Christmas set to be a "lucky dip" for UK retailers
Christmas 2014 will likely be a lucky dip for many retailers
The failure of most retailers to embrace customer data analytics to measure the impact of different factors on Christmas demand means the festive season this year will be a lucky dip for many.
A good number of retailers are taking positive steps to embrace customer data analytics, a report by retail analysts SAS and Conlumino has found. More than half (55%) constantly measure the impact of promotions on individual products, while 38% say their company often changes promotional strategies based on competitor activity.
The 'Christmas 2014 Adapting to Evolving Consumer Shopping Habits' report revealed, however, that the bulk of retailers are not using the year-round flow of available data to understand shoppers' Christmas wishes and hone their forecasting.
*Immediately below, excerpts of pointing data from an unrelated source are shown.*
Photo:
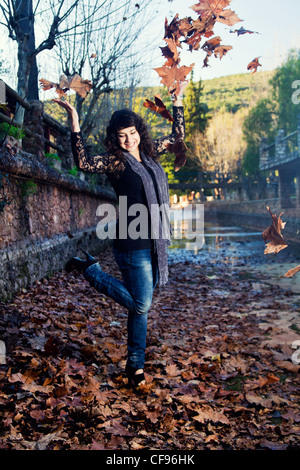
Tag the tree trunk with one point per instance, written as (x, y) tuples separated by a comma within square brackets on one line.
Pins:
[(27, 71)]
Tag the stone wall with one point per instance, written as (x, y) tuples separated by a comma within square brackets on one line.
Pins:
[(254, 214), (48, 216)]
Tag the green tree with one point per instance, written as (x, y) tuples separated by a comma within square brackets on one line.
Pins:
[(279, 111), (195, 110), (282, 92), (260, 123), (196, 121)]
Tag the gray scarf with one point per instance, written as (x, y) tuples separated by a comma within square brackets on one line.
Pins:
[(160, 221)]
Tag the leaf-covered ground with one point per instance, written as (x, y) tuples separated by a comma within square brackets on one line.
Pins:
[(219, 366)]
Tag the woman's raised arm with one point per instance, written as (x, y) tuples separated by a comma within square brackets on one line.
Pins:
[(88, 163), (178, 127)]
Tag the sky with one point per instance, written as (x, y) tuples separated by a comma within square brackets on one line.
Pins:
[(276, 21)]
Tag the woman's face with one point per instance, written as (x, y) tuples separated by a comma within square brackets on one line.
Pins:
[(129, 139)]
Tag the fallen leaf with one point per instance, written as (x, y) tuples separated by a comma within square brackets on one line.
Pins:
[(273, 234), (158, 107), (292, 271), (253, 65)]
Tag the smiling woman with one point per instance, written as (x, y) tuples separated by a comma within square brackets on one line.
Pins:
[(132, 166), (129, 139)]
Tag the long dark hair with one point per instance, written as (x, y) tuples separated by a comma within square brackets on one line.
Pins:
[(121, 120)]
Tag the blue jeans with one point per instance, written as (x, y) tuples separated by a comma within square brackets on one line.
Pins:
[(140, 276)]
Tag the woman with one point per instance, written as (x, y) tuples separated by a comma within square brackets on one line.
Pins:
[(131, 164)]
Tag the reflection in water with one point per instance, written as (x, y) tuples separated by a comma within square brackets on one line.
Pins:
[(215, 243)]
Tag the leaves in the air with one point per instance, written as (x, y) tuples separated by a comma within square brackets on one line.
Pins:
[(273, 235), (74, 82), (253, 65), (191, 31), (158, 107), (216, 9), (172, 76), (242, 31), (179, 149), (291, 272)]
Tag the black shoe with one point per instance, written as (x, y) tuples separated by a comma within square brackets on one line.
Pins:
[(134, 379), (80, 264)]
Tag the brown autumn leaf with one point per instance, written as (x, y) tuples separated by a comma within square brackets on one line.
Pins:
[(273, 235), (158, 107), (253, 65), (74, 82), (172, 76), (292, 272), (217, 10), (179, 149), (206, 413), (242, 30), (171, 53), (213, 46)]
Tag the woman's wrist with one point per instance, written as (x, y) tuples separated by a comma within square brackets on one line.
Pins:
[(176, 100), (75, 127)]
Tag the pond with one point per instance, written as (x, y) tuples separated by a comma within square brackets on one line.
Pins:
[(237, 247)]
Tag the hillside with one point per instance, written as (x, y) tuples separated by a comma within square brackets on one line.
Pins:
[(234, 92), (228, 98)]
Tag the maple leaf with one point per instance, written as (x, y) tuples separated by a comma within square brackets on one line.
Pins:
[(179, 149), (172, 76), (74, 82), (253, 65), (273, 234), (213, 46), (171, 53), (172, 30), (241, 31), (158, 107), (216, 9)]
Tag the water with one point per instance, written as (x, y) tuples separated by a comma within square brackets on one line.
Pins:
[(232, 245)]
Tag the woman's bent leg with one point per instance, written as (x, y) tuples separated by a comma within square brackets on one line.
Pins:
[(139, 272), (108, 285), (140, 277)]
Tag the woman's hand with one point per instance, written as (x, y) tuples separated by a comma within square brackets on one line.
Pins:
[(71, 112), (177, 94)]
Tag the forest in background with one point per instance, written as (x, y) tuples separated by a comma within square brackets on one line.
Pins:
[(224, 103), (226, 117)]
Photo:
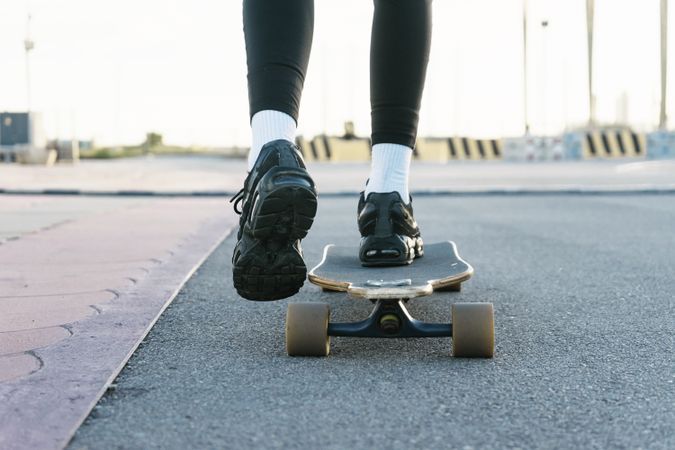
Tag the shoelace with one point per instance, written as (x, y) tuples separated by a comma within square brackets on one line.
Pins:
[(237, 199)]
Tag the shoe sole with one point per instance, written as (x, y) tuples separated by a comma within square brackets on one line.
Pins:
[(283, 212), (265, 274)]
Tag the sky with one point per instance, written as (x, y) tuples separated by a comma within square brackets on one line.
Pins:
[(113, 70)]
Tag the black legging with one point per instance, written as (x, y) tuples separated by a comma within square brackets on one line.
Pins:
[(278, 43)]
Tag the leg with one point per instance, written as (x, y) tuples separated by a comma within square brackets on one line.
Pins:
[(278, 43), (400, 44), (279, 200)]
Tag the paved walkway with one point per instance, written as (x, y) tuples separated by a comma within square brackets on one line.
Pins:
[(208, 174), (81, 283)]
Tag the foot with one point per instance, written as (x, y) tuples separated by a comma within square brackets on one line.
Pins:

Around 46.9% of retailers still use manual calculations to measure the impact of different factors on Christmas demand, while 44% use ‘‘gut feel" to forecast demand for new products. And, despite two thirds of consumers saying that year-round offers lessen the appeal of seasonal promotions, only 23% of retailers plan to reduce their investment in promotions this Christmas. Plus, just 14% of retailers use data from other companies - such as the weather - to help forecast demand accurately.
"Manual processes are slow and prone to human error, and can only draw on insight from a limited number of data sources," said Andrew Fowkes, head of Retail Centre of Excellence, SAS UK & Ireland.
"This means forecasts cannot be quickly adapted to include new information as the season progresses - with obvious implications for supply chain management, pricing and promotions, fulfilment and customer satisfaction. So, it's little surprise that 44% of retailers say their company would benefit from being able to automatically combine and analyse different data sources to measure demand in the run up to Christmas."
The report noted that consumers are still feeling the pinch, with early indications suggesting this Christmas is likely to have a similar feel to the promotion heavy 2013.
"M-commerce is likely to continue its rapid growth story this Christmas and, with consumers increasingly shopping wherever and whenever they want, retailers are likely to face their toughest challenge yet when it comes to forecasting Christmas demand."
The authors noted that with more and more consumers exploiting the opportunities presented to them by multichannel retailers, expectations of fulfilment are rising.
The report offered some trading tips for retailers heading into the festive period, starting with contingency planning incase of events such as adverse weather conditions. This includes working closely with suppliers to ensure they are on the same wavelength and ready to respond quickly and in a coordinated fashion when problems arise.
Keeping consumers in the loop on delays or cancellations to orders is essential, as is having a transparent delivery and returns process, the report noted.
Incorporating weather into forecasting is also key, as is having a clear view of the supply chain in order to ensure retailers have the ability to react quickly to unforeseen changes in demand.
"If retailers are fully aware of where their stock is at all times and have an open line of communication with suppliers and logistics operators, then stock can more easily be rerouted to locations experiencing peak demand," report authors noted.
The report also highlighted more targeted promotions as key, and pointed to targeted mobile advertising as a valuable tool to differentiate from competitors.
Social media as a forecasting tool was also highlighted as a way of presenting retailers with a wealth of information on consumer trends.
"Consumers live in a society now driven by immediacy, and retailers have no option but to get in sync. So whether it is the known unknowns, or the unknown unknowns, big data analytics provides retailers with the ability to predict the possible and meet consumer demand," said Fowkes.